La referencia del mundillo suele ser el National Trust británico, tanto por la preservación que promueve como por ser un modelo de explotación sostenible. Fundado por tres filántropos victorianos en 1895, nació con el objetivo de garantizar a la clase trabajadora lugares naturales de esparcimiento. “Es el verdadero paradigma. En él se inspiran la mayor parte de organismos nacionales, públicos o privados, que han aparecido en las últimas décadas”, apunta Miquel Rafa, director de Territorio y Medio Ambiente de la Fundación Catalunya-La Pedrera. Con seis millones de miembros, 700 millones de euros de presupuesto y la titularidad de 300 monumentos, una superficie superior a la de la provincia de Bizkaia y 1.200 kilómetros de costa, el National Trust ejerció también de inspiración para la asociación catalana Territori i Paisatge.
Creada en 1998 en el seno de la desaparecida Caixa Catalunya, contó por ello con “recursos excepcionales”, precisa Rafa. “No siempre se dispone de importes millonarios para comprar fincas”, ironiza este biólogo con más de dos décadas de experiencia como conservacionista.

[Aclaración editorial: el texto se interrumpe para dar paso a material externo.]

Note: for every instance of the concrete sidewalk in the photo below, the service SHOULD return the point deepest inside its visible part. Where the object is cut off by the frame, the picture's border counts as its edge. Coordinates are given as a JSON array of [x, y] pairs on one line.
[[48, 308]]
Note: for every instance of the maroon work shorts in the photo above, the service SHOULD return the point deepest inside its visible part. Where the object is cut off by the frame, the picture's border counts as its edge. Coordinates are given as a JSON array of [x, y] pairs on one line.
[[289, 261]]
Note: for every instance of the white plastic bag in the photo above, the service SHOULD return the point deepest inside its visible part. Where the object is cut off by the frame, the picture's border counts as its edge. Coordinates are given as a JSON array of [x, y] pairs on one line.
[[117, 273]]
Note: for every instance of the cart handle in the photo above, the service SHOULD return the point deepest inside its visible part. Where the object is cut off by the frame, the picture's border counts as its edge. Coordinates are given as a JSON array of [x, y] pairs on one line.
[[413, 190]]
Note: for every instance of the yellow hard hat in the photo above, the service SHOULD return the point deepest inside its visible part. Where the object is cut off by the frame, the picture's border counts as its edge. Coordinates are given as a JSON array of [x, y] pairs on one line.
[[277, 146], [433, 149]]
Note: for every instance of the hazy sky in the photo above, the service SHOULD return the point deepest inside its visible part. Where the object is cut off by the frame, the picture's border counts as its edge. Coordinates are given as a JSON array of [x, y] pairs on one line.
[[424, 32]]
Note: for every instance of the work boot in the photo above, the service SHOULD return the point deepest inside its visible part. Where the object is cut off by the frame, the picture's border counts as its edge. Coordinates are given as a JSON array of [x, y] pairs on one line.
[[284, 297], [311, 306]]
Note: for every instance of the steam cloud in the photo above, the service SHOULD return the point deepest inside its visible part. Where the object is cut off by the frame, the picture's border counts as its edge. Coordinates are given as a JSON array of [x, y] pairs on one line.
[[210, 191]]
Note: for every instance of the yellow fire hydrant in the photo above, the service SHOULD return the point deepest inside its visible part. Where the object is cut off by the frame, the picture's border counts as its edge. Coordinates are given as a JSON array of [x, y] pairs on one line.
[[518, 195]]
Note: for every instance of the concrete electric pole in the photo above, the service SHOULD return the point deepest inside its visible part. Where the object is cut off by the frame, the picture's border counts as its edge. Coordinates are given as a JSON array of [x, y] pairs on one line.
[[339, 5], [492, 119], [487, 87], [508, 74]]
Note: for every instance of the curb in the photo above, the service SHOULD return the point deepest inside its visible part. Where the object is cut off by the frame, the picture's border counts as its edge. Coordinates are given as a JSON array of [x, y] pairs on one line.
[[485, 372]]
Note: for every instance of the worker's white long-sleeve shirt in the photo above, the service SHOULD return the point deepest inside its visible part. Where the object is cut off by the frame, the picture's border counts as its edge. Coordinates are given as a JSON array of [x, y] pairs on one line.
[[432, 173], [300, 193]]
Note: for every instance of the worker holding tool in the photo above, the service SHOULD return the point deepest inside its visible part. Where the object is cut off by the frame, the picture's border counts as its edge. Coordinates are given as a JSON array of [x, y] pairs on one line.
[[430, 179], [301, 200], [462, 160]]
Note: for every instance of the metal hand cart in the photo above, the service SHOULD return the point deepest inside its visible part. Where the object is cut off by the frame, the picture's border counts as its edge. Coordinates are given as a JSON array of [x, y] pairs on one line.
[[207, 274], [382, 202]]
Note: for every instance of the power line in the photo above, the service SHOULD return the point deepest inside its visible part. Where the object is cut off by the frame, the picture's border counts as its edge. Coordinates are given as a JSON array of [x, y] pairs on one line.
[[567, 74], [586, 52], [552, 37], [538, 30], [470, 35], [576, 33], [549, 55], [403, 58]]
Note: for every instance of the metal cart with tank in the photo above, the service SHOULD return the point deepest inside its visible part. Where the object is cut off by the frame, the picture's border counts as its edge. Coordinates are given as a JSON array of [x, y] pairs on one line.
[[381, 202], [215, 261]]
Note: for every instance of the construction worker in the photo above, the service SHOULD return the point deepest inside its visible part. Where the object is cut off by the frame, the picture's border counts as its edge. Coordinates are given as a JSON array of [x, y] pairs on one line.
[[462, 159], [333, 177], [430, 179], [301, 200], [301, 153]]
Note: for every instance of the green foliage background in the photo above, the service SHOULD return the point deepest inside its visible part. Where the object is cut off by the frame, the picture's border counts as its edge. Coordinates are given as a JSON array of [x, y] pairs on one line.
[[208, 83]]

En apenas cinco años, la entidad, el ejemplo más ambicioso de crear en España una gran red de gestión patrimonial, se hizo con 7.000 hectáreas de desfiladeros, montañas y bosques. Hoy está diluida en la fundación privada propietaria y gestora del emblemático edificio gaudiano de Gràcia, de donde proceden parte de los recursos para su mantenimiento. En las dos últimas décadas, sin embargo, su superficie en propiedad apenas ha variado, lo que señala las dificultades de este tipo de proyectos para crecer sin aportes externos.
Por esa razón, ensayan desde hace años lo que denominan “acuerdos de custodia”. Se trata de contratos con entidades públicas o con particulares para gestionar entornos naturales. Estas colaboraciones les autorizan a realizar visitas guiadas u otras actividades con la que costean parte del mantenimiento de los espacios; a cambio, en ocasiones deben abonar peajes a los propietarios en forma de trabajos de conservación. Se apoyan para ello en 1.500 voluntarios ambientales de los 22.000 que existen en Cataluña, según estimaciones de la Xarxa de Conservació de la Natura. Por ahora cuentan con 39 terrenos y casi 300 hectáreas en custodia, y creen que su modelo es aplicable a otros bienes culturales. “Hay monumentos en el Estado que fundaciones u ONG, con acuerdos similares, gestionarían con gran eficiencia”, apunta Rafa.
Junto con estos contratos, otro elemento que algunos de los activistas consultados consideran positivo son las ventajas fiscales, habitual caballo de batalla en los debates acerca de si España debería contar con una ley de mecenazgo. La referencia aquí es la Fondation du patrimoine francesa, una entidad público-privada que concede placas a propietarios que reforman viviendas o jardines de valor histórico y determinadas características, como ser visibles desde la vía pública. La distinción les permite desgravar gran parte de los trabajos y no exige de los bienes que estén reconocidos como monumentos, lo que permite una recuperación en cascada de patrimonio. En España, es sobre todo en el capítulo de donaciones donde existen beneficios tributarios, pero el Ministerio de Cultura tiende a considerar el mecenazgo, tal y como aclara en su web, como “una actividad altruista”.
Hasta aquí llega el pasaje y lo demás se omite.